Мне стало обидно. И я выпалил:
— Слава богу, что не от вас это зависит. А вообще-то после госпиталя непременно пойду в разведку. Это я решил твердо.
Старший сержант даже приподнял голову, чтобы внимательно посмотреть на меня.
— Ну и ну… — только и сказал.
Мы молчали до возвращения ребят с концерта. Когда послышался шум в коридоре, старший сержант, словно вдруг решившись, заговорил торопливее обычного, все время поглядывая на дверь:
— Пойдешь к ней, передай мои извинения: что, мол, в основном он, этот разведчик, хороший парень, а вот тут, дескать, сдуру сморозил черт знает что, наговорил всякой пошлятины. В общем, ты знаешь, что сказать. Понял?
— Нет, не понял.
Старший сержант удивленно повернул голову.
— Как то есть?
— Откуда вы взяли, что я пойду к ней и буду с ней разговаривать?
— По-моему, я слышал, она кого-то приглашала. А так как в палате ты был один, то, видимо, тебя.
— Не на всякое приглашение следует откликаться, не каждое является приглашением в том смысле, в каком принято понимать.
Разведчик смотрел на меня с непривычным интересом, словно не узнавал.

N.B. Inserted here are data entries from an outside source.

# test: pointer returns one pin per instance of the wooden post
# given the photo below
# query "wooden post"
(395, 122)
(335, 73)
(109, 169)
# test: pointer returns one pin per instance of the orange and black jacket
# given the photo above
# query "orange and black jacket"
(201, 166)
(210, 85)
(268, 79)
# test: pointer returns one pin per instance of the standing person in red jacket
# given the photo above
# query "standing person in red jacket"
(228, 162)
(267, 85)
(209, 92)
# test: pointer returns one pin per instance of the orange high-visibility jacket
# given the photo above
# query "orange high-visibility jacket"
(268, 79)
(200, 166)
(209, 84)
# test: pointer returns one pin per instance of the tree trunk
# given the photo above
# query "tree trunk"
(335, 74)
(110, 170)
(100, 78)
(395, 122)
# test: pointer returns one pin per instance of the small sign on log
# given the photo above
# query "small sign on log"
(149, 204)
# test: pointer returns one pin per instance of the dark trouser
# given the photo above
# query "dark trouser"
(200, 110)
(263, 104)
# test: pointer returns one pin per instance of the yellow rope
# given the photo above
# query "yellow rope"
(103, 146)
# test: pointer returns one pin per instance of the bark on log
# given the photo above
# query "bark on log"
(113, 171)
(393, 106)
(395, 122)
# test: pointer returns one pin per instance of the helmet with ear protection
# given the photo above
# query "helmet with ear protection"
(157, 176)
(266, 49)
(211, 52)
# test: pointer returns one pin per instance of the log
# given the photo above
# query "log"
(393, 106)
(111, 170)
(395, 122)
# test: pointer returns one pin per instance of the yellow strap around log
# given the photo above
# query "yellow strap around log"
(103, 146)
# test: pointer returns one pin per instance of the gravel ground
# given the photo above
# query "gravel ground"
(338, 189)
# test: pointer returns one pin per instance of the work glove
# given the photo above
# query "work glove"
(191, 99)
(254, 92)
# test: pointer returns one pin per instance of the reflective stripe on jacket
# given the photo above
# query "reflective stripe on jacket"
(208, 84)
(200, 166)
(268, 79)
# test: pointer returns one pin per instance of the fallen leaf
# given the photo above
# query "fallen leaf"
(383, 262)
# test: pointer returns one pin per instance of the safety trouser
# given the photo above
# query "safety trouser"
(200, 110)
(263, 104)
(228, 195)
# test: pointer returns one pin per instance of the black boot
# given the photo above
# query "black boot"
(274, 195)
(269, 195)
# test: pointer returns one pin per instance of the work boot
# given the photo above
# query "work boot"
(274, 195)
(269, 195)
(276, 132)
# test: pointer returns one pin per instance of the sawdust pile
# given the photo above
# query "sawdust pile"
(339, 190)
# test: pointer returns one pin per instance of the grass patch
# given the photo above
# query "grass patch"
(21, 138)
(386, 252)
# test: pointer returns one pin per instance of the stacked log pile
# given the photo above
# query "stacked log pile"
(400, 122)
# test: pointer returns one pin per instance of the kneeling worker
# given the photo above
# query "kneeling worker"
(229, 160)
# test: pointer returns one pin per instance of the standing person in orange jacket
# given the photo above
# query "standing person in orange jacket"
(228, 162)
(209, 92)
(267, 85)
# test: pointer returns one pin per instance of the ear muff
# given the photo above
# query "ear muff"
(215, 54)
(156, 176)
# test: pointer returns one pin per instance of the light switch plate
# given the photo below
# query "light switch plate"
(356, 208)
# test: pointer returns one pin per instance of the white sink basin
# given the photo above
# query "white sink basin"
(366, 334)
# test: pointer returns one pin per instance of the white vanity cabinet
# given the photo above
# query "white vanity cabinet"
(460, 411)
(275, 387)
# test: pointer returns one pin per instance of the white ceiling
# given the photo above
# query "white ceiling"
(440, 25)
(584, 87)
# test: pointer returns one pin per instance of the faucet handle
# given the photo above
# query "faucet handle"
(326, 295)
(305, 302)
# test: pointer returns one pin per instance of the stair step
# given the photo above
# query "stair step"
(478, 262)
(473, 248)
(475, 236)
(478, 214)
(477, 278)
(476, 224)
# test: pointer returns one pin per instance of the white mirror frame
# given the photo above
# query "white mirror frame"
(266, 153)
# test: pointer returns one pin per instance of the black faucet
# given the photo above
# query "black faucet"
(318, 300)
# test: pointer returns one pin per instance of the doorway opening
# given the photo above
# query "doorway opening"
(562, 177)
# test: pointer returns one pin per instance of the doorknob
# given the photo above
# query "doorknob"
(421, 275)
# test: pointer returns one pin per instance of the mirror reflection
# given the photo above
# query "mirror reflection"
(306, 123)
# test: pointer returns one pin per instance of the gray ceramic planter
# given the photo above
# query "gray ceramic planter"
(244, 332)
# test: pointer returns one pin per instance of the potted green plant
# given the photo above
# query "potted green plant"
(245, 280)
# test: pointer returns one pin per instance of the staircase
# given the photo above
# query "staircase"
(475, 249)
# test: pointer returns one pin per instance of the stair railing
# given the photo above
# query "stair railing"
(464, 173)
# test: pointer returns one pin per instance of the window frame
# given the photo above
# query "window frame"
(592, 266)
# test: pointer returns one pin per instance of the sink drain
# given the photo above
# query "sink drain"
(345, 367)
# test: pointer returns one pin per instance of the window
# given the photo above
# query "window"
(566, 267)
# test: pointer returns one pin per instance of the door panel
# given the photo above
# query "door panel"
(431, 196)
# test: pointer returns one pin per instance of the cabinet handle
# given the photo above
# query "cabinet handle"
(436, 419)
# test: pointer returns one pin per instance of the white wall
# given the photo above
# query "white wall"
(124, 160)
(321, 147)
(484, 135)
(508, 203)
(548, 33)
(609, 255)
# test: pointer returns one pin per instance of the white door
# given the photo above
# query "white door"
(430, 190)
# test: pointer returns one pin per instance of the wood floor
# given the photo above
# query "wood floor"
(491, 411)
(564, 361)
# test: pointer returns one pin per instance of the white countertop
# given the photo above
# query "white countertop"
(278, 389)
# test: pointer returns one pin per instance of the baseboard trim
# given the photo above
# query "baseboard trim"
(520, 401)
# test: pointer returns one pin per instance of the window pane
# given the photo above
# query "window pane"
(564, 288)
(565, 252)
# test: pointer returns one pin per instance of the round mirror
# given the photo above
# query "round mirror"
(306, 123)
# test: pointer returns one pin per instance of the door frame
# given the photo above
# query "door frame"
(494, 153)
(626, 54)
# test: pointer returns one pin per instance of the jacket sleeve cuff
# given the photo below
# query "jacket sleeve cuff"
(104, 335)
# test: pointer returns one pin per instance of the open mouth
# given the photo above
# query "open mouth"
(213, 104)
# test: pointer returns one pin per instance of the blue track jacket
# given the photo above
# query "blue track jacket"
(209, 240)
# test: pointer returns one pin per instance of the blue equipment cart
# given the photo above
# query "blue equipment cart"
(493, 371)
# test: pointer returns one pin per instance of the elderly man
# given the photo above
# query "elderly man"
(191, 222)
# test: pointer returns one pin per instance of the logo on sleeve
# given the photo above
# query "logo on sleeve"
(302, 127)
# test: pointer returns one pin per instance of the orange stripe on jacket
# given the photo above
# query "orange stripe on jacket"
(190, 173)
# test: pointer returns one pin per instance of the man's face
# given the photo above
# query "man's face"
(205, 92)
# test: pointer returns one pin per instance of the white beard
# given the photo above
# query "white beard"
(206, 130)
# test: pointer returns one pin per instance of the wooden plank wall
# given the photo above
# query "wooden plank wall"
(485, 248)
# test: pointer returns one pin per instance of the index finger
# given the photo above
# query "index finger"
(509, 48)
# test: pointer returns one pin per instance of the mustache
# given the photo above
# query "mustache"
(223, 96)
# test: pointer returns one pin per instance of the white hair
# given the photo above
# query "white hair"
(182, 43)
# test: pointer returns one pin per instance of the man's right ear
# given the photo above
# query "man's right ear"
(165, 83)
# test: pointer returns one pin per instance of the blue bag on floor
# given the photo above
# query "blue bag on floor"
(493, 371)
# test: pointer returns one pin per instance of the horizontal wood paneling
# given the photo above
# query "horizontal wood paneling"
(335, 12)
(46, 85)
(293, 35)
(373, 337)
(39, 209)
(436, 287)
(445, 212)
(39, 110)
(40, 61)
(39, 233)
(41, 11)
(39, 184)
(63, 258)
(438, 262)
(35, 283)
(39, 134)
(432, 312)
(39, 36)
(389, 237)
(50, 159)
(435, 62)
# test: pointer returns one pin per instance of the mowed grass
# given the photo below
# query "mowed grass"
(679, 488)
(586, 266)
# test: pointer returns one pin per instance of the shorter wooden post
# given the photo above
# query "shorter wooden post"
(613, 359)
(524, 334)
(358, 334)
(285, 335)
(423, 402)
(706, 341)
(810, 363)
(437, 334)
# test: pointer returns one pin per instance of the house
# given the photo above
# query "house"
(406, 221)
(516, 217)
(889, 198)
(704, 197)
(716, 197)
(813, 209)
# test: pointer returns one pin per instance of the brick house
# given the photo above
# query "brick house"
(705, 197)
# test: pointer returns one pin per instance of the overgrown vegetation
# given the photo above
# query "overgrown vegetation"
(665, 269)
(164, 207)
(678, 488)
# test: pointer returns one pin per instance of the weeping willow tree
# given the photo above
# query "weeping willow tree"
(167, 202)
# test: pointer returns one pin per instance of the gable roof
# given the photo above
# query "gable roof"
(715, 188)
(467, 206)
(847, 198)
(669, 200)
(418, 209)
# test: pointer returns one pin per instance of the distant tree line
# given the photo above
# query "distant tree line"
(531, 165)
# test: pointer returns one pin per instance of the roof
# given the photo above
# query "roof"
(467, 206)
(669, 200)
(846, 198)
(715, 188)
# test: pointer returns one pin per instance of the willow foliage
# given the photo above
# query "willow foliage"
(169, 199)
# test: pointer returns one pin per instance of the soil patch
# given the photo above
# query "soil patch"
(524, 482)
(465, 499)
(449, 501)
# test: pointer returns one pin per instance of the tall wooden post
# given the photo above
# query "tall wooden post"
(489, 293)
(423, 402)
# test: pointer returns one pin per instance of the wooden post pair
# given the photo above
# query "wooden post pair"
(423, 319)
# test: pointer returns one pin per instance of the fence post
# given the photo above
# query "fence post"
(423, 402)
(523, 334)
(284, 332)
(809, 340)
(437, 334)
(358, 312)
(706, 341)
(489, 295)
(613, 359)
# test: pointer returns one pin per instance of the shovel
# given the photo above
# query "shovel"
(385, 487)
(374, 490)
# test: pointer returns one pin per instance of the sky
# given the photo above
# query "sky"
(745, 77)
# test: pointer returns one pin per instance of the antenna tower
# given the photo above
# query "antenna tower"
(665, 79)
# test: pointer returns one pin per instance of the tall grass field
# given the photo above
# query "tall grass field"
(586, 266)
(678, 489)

— А в каком это смысле она тебя приглашала?
— Ну-у, мне кажется, что просто из вежливости.
— Да? — как-то неопределенно спросил он. — Странно. Женщина приглашает его к себе в комнату, и он считает, что это из вежливости. Как же тогда она должна тебя приглашать не из вежливости? Взять за руку и вести?
— Откуда я знаю?
Вечер прошел в разговорах о концерте.
Утром после обхода врача все разбрелись по госпиталю. Старший сержант выжидательно посматривал на меня. Я делал вид, что не замечаю этих взглядов, ходил по палате — пора уже привыкать ходить. После «мертвого» часа я снова шагал от окна к двери и обратно. Три-четыре раза пройдусь — сяду на свою кровать, посижу и — снова.
К концу дня старший сержант вдруг спросил:
— Как ты думаешь, сколько ей лет?
— Откуда я знаю?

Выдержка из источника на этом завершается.